Making API calls is super easy! Just pay attention to these details.

  • Import the basics: from pyvenafi import Authenticate, models

  • Specify the same path pattern in code as you would see in the url, including the service name. The REST method follows. For example, GET /v1/users/username/{username} in the account_service space becomes session.cloud_api.account_service.v1.users.username.USERNAME('my_awesome_email@awesomeness.com').get(...). For example, POST /v1/pairingcodes in the edgemanagement_service space requires an input of the PairingCodeRequest model, which becomes: session.cloud_api.edgemanagement_service.v1.pairingcodes.post(PairingCodeRequest=models.edgemanagement_service.PairingCodeRequest(...))

  • The output contains the response from Python’s requests library as well as a model of the Component Schema. While most APIs only return one possible schema on an OK response, some may return one of many, dependent on the return code. Be sure you know which schema to expect in return and reference that schema in the code.

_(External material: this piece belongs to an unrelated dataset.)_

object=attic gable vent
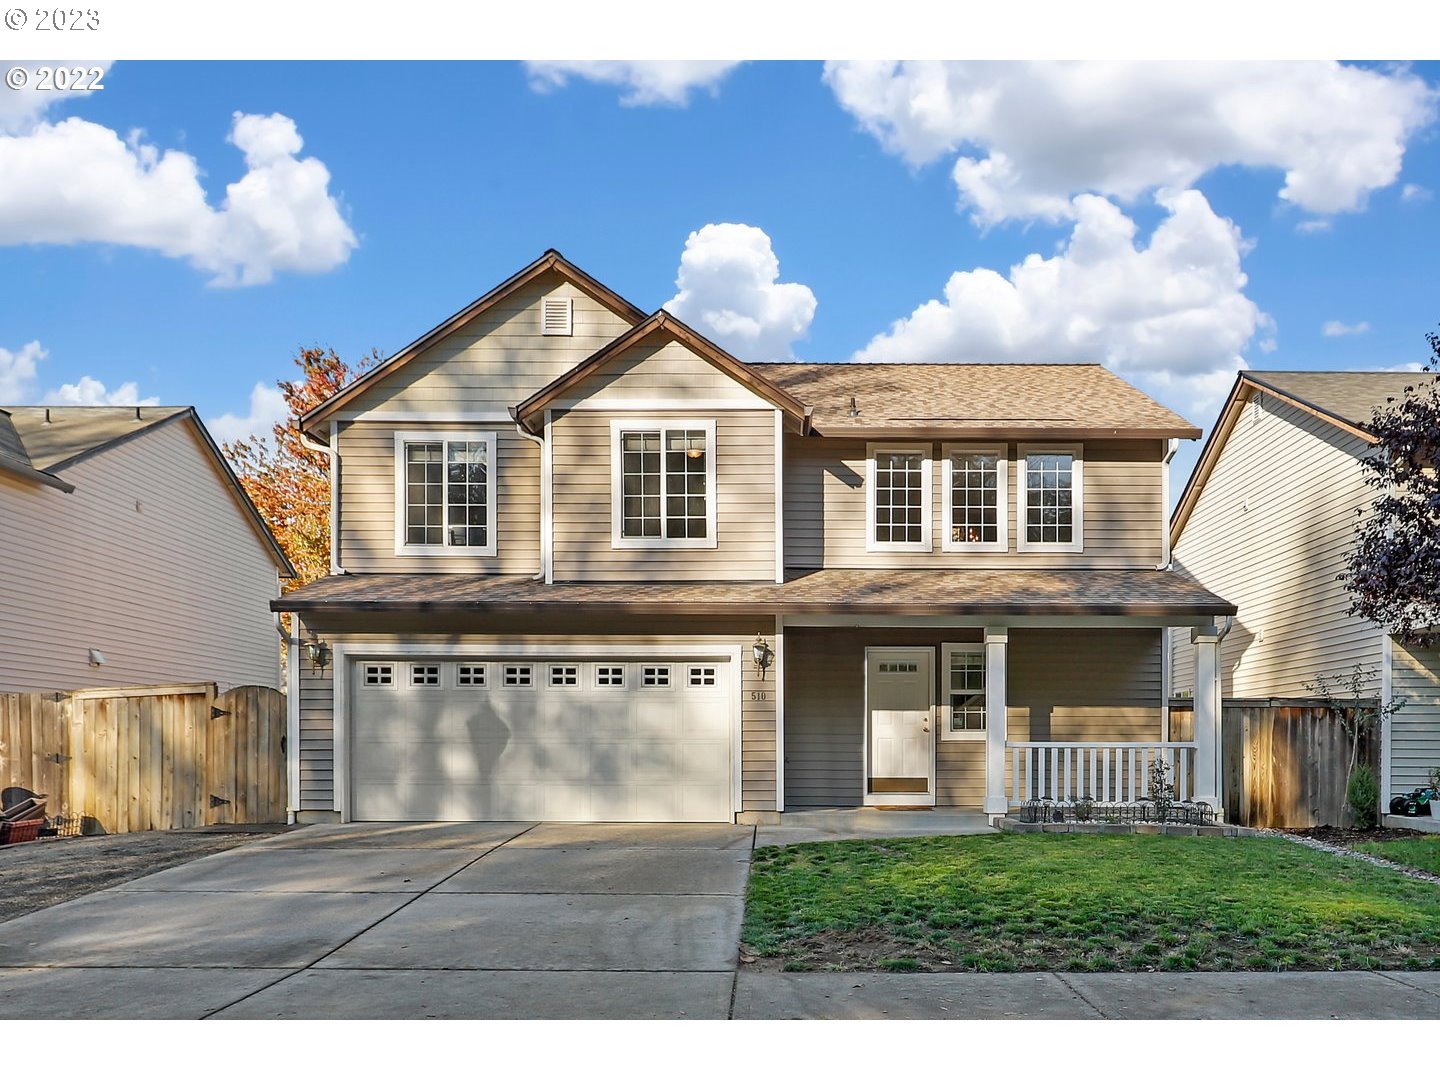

  • Not all models are perfectly defined. They are derived from what is documented and may be missing attributes. While this shouldn’t happen, in case it does you can call <model>.with_extra_properties(**<properties>) where properties is a dictionary of items to dynamically add to the model.

Example 1

Given: GET /v1/users/username/{username}
USERNAME: my_awesome_email@awesomeness.com
RESULT:
    {
      "users": [
        {
          "username": "my_awesome_email@awesomeness.com",
          "id": "271318d0-2e48-11ed-ac1c-4fcd86477abc",
          "companyId": "a15e8751-ae42-11e9-ad55-1b87ad668abc",
          "firstname": "ME",
          "lastname": "AWESOME",
          "emailAddress": "my_awesome_email@awesomeness.com",
          "userType": "EXTERNAL",
          "userAccountType": "WEB_UI",
          "ssoStatus": "INACTIVE",
          "userStatus": "ACTIVE",
          "systemRoles": [
            "SYSTEM_ADMIN"
          ],
          "productRoles": {},
          "localLoginDisabled": false,
          "hasPassword": true,
          "firstLoginDate": "2022-09-07T18:10:07.218+00:00",
          "creationDate": "2022-09-07T18:09:02.173+00:00",
          "ownedTeams": [],
          "memberedTeams": []
        }
      ]
    }

from pyvenafi.cloud import Authenticate

session = Authenticate(...)
response = session.cloud_api.account_service.v1.users.username.USERNAME('my_awesome_email@awesomeness.com').get()
# This will print everything returned by the method above as JSON.
print(response.json(indent=2))
# This will print the usernames returned.
for user in response.UserResponse.users:
  print(user.username)

Example 2

from pyvenafi.cloud import Authenticate, models
from datetime import datetime
from uuid import UUID

ENVIRONMENT_ID = UUID(...)

session = Authenticate(...)
response = session.cloud_api.edgemanagement_service.v1.pairingcodes.post(
    PairingCodeRequest=models.edgemanagement_service.PairingCodeRequest(
        environmentId=ENVIRONMENT_ID,
        reuseCount=1,
        expirationDate=datetime.today() + timedelta(days=1)
    )
)
print(response.PairingCodeInformation.pairingCode)

Example 3

from pyvenafi.cloud import models

facet = models.outagedetection_service.Facet(
    name='FacetName',
    facets=[
        models.outagedetection_service.Facet(
            name='SubFacetName'
        ).with_extra_properties(
            function=dict(
                field='SubFacetField',
                type='SubFacetType'
            )
        )
    ]
).with_extra_properties(
    type='FacetType',
    field='FacetField',
    limit=10,
)
print(facet.json(indent=2))

Logging

Warning

Only enable logging for debugging purposes. It is not recommended to enable logging in Production. Logging can potentially log sensitive information, such as private keys or credentials.

This package uses a custom logger class derived from built-in logging to log the inputs and outputs to each API. Use Python’s built-in logging module to enable logging.